A voluntary alert advising Californians to conserve energy during a specific time frame was issued in mid-June 2021 to “help balance supply and demand” on the power grid during an extreme heatwave in the region. Unplugging electric vehicles during peak usage times was one recommended measure included in a list of power-saving strategies issued by the California System Operator.
As much of the western U.S. faced extreme heat danger and unprecedented drought conditions in June 2021, California officials advised residents to take certain measures in an effort to conserve energy across the power grid.
One such measure urged Californians to charge their electric vehicles in advance of peak power demand hours. A misconstrued version of this advice circulated on social media, suggesting that there wasn’t enough power available to charge electric cars:
The above-displayed meme was inaccurate. California did not tell "everyone" not to charge their electric cars. In reality, residents were asked to charge their cars at a time other than when the energy supply was limited.

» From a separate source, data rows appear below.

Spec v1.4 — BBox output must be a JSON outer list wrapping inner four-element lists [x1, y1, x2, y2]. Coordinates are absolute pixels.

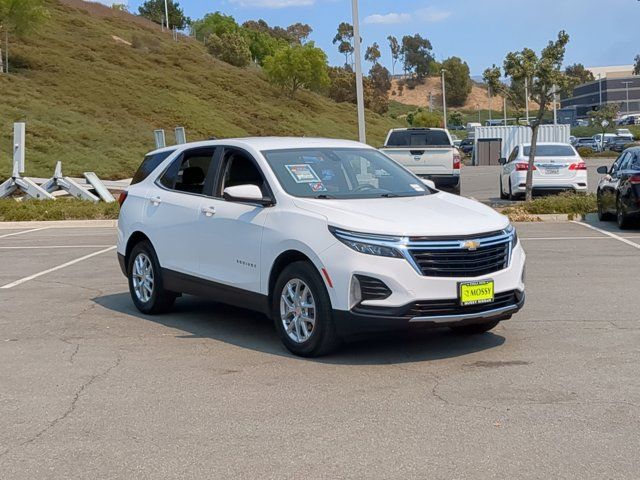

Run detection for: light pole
[[164, 0, 170, 29], [552, 85, 557, 125], [622, 81, 633, 114], [503, 97, 507, 126], [476, 104, 480, 123], [598, 73, 603, 107], [441, 69, 447, 129], [488, 85, 492, 121], [351, 0, 366, 143]]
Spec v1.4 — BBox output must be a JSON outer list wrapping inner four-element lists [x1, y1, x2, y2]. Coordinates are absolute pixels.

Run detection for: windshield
[[523, 145, 575, 157], [386, 130, 451, 147], [261, 148, 432, 199]]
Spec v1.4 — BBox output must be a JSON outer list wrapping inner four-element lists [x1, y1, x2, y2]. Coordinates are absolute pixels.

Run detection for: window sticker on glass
[[286, 164, 321, 183], [410, 183, 425, 191], [310, 182, 327, 192]]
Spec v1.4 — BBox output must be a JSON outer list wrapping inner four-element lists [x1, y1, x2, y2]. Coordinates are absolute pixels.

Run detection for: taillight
[[117, 191, 128, 207], [630, 175, 640, 184], [569, 161, 587, 170], [515, 163, 537, 171], [453, 150, 461, 170]]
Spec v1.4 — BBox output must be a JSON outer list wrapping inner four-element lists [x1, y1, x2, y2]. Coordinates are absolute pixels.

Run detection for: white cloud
[[363, 13, 412, 25], [229, 0, 315, 7], [363, 7, 451, 26], [416, 7, 451, 23]]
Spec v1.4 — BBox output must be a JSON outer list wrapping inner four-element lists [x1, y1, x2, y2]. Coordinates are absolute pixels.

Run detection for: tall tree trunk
[[0, 26, 4, 74], [525, 123, 538, 202]]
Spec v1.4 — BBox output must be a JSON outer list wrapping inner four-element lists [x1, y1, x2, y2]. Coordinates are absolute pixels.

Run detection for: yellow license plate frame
[[459, 280, 495, 306]]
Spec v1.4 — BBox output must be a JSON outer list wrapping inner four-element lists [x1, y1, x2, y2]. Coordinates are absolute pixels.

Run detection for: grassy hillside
[[0, 0, 400, 180]]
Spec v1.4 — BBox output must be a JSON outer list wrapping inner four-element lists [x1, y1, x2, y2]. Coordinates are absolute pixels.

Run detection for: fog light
[[349, 276, 362, 309]]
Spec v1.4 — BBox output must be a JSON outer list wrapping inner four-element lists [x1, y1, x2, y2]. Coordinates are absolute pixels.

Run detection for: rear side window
[[386, 130, 451, 147], [158, 147, 218, 195], [131, 151, 175, 185]]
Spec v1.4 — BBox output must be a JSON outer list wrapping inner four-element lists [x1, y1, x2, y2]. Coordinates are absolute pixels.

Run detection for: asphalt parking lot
[[1, 220, 639, 479], [462, 157, 613, 205]]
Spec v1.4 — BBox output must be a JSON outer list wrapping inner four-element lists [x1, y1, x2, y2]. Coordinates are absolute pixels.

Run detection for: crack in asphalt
[[0, 354, 122, 461]]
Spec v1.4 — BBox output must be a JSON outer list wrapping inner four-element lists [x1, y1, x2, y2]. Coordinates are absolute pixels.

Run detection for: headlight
[[329, 227, 403, 258], [505, 223, 518, 246]]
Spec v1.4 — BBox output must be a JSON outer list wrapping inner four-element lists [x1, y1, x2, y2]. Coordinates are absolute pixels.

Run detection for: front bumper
[[333, 291, 525, 336]]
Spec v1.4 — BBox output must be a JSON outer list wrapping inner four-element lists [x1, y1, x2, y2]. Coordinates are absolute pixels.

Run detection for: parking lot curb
[[0, 219, 117, 229]]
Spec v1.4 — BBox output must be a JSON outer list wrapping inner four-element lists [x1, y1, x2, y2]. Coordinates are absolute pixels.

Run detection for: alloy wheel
[[280, 278, 316, 343], [132, 253, 154, 303]]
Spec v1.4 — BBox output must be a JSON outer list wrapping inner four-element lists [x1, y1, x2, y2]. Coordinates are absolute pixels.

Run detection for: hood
[[293, 192, 509, 237]]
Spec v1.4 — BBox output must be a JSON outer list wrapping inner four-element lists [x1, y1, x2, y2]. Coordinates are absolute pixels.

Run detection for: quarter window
[[131, 150, 175, 185]]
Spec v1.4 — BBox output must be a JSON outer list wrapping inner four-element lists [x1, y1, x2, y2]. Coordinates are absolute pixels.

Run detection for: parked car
[[596, 146, 640, 228], [608, 136, 636, 153], [576, 119, 590, 127], [594, 133, 619, 151], [380, 128, 461, 194], [117, 137, 526, 357], [574, 137, 597, 151], [616, 128, 634, 139], [453, 139, 462, 148], [499, 142, 587, 200], [459, 138, 474, 155]]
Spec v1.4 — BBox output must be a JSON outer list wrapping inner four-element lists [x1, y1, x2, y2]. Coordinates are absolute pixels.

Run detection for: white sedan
[[499, 142, 588, 200]]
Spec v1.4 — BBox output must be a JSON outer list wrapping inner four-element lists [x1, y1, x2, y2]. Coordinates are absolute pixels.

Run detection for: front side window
[[262, 148, 432, 199], [158, 147, 217, 195], [218, 148, 269, 197], [523, 145, 576, 157]]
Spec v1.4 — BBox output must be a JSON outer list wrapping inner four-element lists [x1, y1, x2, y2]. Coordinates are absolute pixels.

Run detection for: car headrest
[[182, 166, 205, 185]]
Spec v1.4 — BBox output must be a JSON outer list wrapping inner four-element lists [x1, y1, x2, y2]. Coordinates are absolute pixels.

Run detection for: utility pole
[[164, 0, 170, 30], [441, 69, 447, 129], [428, 91, 433, 112], [503, 97, 507, 126], [488, 85, 492, 121], [598, 73, 603, 107], [351, 0, 366, 143], [524, 77, 530, 124], [622, 81, 633, 114], [552, 85, 558, 125]]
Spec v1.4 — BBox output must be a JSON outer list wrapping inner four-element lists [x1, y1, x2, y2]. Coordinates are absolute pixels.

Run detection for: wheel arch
[[268, 250, 314, 301], [125, 231, 152, 268]]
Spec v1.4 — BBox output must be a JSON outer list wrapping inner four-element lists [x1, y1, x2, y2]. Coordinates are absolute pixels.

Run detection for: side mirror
[[596, 166, 609, 175], [223, 184, 272, 206], [498, 158, 507, 165], [420, 178, 436, 189]]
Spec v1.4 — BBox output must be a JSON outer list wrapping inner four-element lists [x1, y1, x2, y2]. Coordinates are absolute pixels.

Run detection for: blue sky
[[105, 0, 638, 75]]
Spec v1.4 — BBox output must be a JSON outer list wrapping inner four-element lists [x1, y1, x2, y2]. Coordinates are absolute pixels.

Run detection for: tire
[[508, 180, 521, 201], [272, 261, 340, 357], [450, 319, 501, 335], [616, 196, 633, 230], [127, 240, 177, 314], [597, 195, 613, 221], [499, 176, 508, 200]]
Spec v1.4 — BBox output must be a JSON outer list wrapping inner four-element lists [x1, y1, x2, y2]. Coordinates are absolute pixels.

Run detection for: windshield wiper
[[314, 194, 336, 199], [379, 193, 400, 198]]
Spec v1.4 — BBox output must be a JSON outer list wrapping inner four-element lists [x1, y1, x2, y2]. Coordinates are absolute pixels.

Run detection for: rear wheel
[[450, 319, 501, 335], [128, 241, 177, 314], [499, 176, 508, 200], [272, 262, 340, 357], [616, 196, 633, 229], [508, 180, 521, 201], [597, 194, 613, 221]]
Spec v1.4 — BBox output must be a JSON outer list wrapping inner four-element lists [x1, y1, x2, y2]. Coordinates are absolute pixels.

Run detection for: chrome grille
[[406, 231, 513, 278]]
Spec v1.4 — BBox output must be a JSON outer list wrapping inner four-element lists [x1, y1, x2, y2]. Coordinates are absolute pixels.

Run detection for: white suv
[[117, 138, 525, 356]]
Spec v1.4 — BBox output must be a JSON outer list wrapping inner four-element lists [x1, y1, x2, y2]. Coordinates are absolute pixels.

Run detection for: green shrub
[[0, 199, 119, 222], [501, 192, 597, 218]]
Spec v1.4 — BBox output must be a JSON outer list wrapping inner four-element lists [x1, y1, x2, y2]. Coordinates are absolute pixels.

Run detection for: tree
[[364, 42, 381, 66], [332, 22, 354, 67], [191, 12, 238, 41], [263, 42, 329, 97], [326, 66, 389, 114], [588, 103, 620, 148], [449, 110, 464, 127], [286, 22, 312, 44], [442, 56, 472, 107], [387, 35, 400, 75], [0, 0, 47, 74], [401, 34, 433, 78], [634, 55, 640, 76], [207, 32, 252, 68], [407, 109, 443, 128], [138, 0, 190, 30], [369, 63, 391, 95], [564, 63, 594, 95], [483, 31, 571, 201]]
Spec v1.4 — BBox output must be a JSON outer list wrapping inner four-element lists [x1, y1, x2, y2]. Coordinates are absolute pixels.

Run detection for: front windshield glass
[[261, 148, 432, 199], [523, 145, 575, 157]]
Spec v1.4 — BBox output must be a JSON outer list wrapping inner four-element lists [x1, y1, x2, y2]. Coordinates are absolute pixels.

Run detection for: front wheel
[[128, 241, 177, 314], [450, 319, 501, 335], [597, 194, 613, 221], [616, 197, 633, 229], [272, 262, 340, 357]]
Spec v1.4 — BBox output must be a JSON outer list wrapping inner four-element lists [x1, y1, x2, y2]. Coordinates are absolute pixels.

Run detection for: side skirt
[[162, 268, 270, 316]]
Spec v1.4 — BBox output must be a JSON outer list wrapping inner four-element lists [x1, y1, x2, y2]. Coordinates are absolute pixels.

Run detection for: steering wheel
[[353, 184, 377, 192]]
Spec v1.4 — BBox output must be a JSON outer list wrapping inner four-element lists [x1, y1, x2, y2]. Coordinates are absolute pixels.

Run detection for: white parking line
[[0, 245, 113, 250], [521, 236, 618, 240], [571, 221, 640, 250], [0, 227, 49, 239], [0, 246, 117, 289]]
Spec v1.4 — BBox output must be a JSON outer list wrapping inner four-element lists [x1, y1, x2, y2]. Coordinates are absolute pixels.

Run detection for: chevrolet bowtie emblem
[[462, 240, 480, 251]]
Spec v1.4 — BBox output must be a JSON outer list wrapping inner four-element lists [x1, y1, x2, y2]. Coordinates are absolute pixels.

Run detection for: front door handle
[[150, 196, 162, 206], [201, 206, 216, 217]]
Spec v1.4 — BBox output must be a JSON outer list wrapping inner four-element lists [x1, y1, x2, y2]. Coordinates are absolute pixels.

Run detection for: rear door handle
[[150, 196, 162, 206], [201, 206, 216, 217]]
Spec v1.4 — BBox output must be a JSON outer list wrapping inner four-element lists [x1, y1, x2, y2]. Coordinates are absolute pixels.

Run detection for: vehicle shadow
[[93, 293, 506, 366]]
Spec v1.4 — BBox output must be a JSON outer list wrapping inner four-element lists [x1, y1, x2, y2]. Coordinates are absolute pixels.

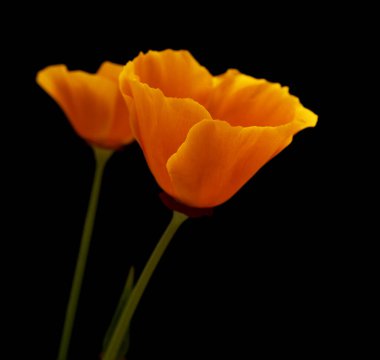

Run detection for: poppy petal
[[207, 69, 300, 127], [167, 113, 317, 208], [121, 50, 213, 104], [121, 77, 212, 194], [97, 61, 123, 82], [37, 65, 119, 147], [97, 62, 134, 147]]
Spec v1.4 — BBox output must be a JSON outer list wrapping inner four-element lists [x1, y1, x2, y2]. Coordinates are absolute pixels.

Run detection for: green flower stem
[[103, 211, 188, 360], [102, 266, 135, 356], [57, 147, 113, 360]]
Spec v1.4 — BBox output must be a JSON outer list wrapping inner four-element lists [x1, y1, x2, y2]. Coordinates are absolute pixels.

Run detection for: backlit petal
[[37, 64, 133, 148], [97, 62, 134, 147], [167, 111, 317, 208], [121, 50, 213, 103], [121, 76, 212, 194], [97, 61, 123, 82], [207, 69, 299, 127], [37, 65, 118, 146]]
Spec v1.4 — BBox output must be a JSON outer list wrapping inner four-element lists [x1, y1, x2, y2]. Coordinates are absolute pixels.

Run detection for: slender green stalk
[[57, 147, 113, 360], [103, 211, 188, 360], [102, 266, 135, 357]]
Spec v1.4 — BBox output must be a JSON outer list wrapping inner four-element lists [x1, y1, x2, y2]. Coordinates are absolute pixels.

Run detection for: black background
[[13, 7, 332, 360]]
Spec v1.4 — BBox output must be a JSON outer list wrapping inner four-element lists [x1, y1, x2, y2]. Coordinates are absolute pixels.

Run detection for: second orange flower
[[37, 62, 134, 149]]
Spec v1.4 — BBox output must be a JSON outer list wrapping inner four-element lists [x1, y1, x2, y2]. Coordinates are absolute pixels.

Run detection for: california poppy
[[120, 49, 318, 208], [37, 62, 134, 360], [37, 62, 134, 149]]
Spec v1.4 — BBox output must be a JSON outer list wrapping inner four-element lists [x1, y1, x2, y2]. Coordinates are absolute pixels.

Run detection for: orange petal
[[37, 65, 116, 143], [270, 105, 318, 159], [167, 112, 317, 208], [121, 76, 212, 194], [37, 65, 130, 148], [104, 94, 133, 148], [97, 62, 134, 147], [120, 50, 213, 104], [207, 69, 299, 127], [97, 61, 123, 82]]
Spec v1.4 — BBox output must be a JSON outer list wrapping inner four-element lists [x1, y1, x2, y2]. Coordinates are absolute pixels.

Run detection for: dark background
[[13, 7, 331, 360]]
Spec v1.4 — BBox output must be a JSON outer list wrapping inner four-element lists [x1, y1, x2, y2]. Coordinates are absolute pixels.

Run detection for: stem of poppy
[[57, 147, 113, 360], [102, 211, 188, 360]]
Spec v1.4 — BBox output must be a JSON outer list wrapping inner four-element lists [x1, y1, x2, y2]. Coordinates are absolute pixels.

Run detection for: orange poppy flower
[[120, 50, 318, 208], [37, 62, 134, 149]]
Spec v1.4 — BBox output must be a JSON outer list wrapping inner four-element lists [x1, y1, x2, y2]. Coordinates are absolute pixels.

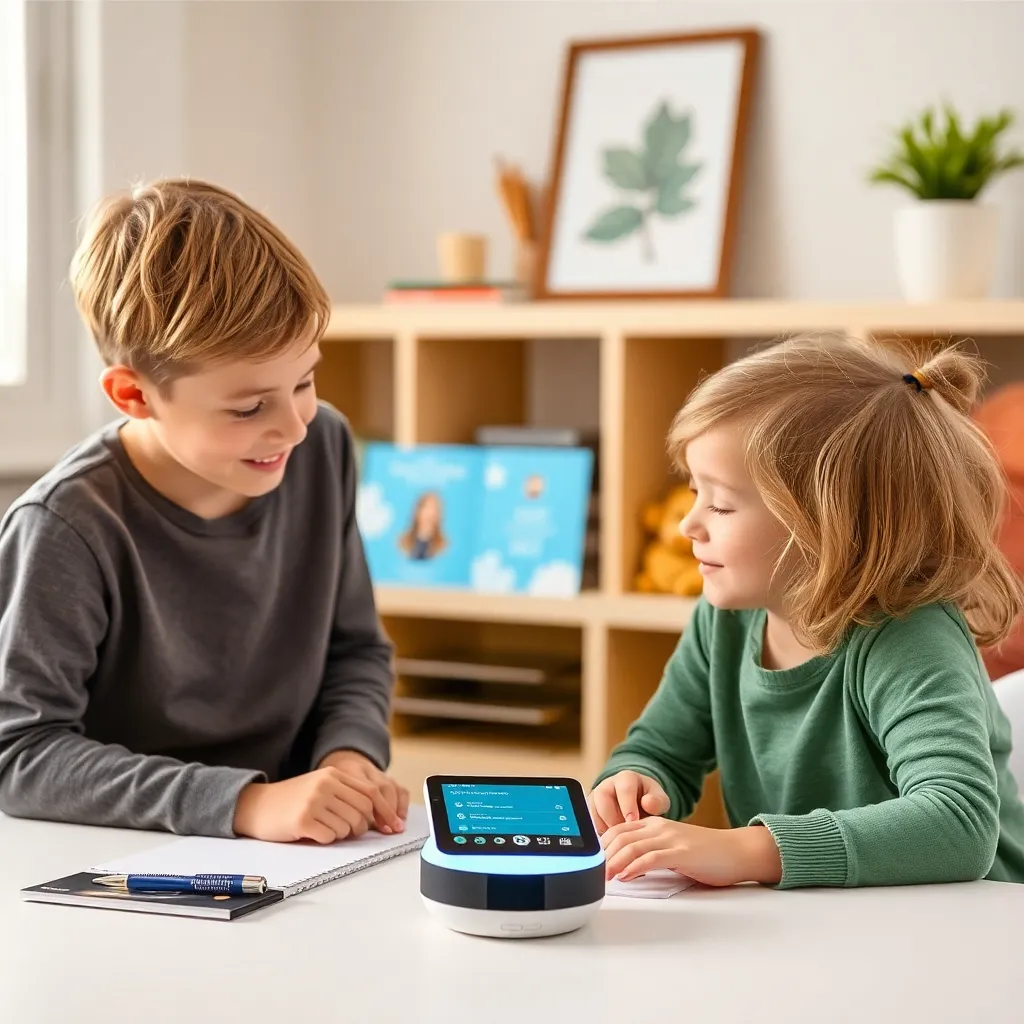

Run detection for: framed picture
[[536, 28, 759, 300]]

The California Independent System Operator (ISO), a nonprofit organization that oversees the state’s power and electric systems, issued a “flex alert” advising Californians to conserve energy during a specific time frame on June 17 and the following day to “help balance supply and demand” on the power grid due to extreme heat across the region. Unplugging electric vehicles was just one recommendation in a list of power-saving strategies included in the alert.
Flex alerts ask consumers to conserve electricity during the evening, typically between 6 and 9 p.m. local time, when power consumption tends to be this highest. This is to relieve stress on electrical grids during extreme heat. Flex alerts are voluntary calls that are typically issued in the summer when hot weather increases energy demand near its capacity.
“This usually happens in the evening hours when solar generation is going offline and consumers are returning home and switching on air conditioners, lights, and appliances,” wrote the ISO.
On June 17 and 18, ISO also asked consumers to set thermostats to 78 degrees or higher (health permitting), avoid using major appliances, and turn off unnecessary lights. The ISO also recommended people charge electronic devices and vehicles earlier to avoid further strain on the power grid.
As of this writing, there was no longer a flex alert in place.